Pros: Most of the pleasurable aspects of physical sex (#1)
are true of casual sex too. Since the sexual partner is someone
you know or could call a "friend," you are somewhat less likely
to be considered immoral or "loose." Since you know the
person and there is a chance of additional contacts later on,
you should feel more comfortable and there is less risk of
violence and abuse. The intimacy of sex permits you to find out
more about the person's personality and attitudes than might
otherwise be the case. If there are no future contacts, the
implied "rejection" should be less painful, especially if the
person remains a friend. Roughly half (more men, less women)
approve of casual sex and engage in it while dating in college.

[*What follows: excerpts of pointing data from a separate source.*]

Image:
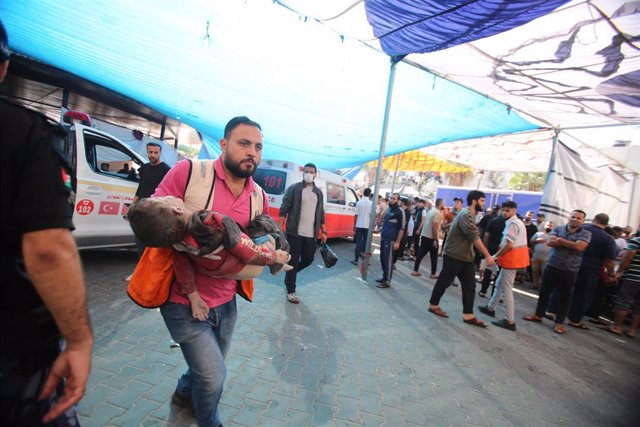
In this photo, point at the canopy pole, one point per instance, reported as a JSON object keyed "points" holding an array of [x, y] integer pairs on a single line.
{"points": [[395, 174], [376, 185]]}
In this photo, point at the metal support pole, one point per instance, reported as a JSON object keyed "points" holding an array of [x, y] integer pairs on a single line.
{"points": [[383, 141]]}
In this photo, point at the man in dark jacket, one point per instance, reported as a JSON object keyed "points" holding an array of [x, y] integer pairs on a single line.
{"points": [[302, 210]]}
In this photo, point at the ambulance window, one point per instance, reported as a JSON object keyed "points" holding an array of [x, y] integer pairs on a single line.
{"points": [[106, 157], [271, 181], [352, 198], [335, 193]]}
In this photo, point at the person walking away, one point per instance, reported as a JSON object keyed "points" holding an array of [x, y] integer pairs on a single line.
{"points": [[361, 224], [302, 211], [512, 256], [225, 186], [42, 286], [429, 239], [458, 260], [627, 299], [390, 238], [567, 243]]}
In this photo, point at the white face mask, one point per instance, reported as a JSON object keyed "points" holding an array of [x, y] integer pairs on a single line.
{"points": [[308, 177]]}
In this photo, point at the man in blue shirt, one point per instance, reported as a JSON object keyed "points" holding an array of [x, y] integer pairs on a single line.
{"points": [[567, 243], [390, 238]]}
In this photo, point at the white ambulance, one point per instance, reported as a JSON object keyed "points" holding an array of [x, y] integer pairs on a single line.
{"points": [[275, 176], [104, 178]]}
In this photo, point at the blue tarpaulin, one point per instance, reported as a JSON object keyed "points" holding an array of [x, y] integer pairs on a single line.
{"points": [[419, 26], [318, 97]]}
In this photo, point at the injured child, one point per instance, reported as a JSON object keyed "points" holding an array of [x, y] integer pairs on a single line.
{"points": [[208, 241]]}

The "friendships" made should be more exciting, more
meaningful, and more memorable than would otherwise be the
case. 
Cons: Same as in physical sex (#1). Some people will
consider you immoral. The explicit lack of commitment may
lead to fears of being rejected (not as a lover necessarily, but
as a friend and sex partner). Likewise, few people can be
sexually intimate with one person for any length of time
without starting to want some commitment. And, without some
hint of deeper involvement, one might just leave the
relationship as soon as a problem arose, rather than working it
out. Having sex with a friend increases the chances of losing
the friendship and making the breaking up more stressful. If
the friend is not a good choice as a friend, why would you
spend much time in such a relationship rather than looking for
a person who could meet more of your needs? 
After sleeping with a new partner, 14% wonder if it is now a committed
relationship and 62% wonder if it gave them a disease.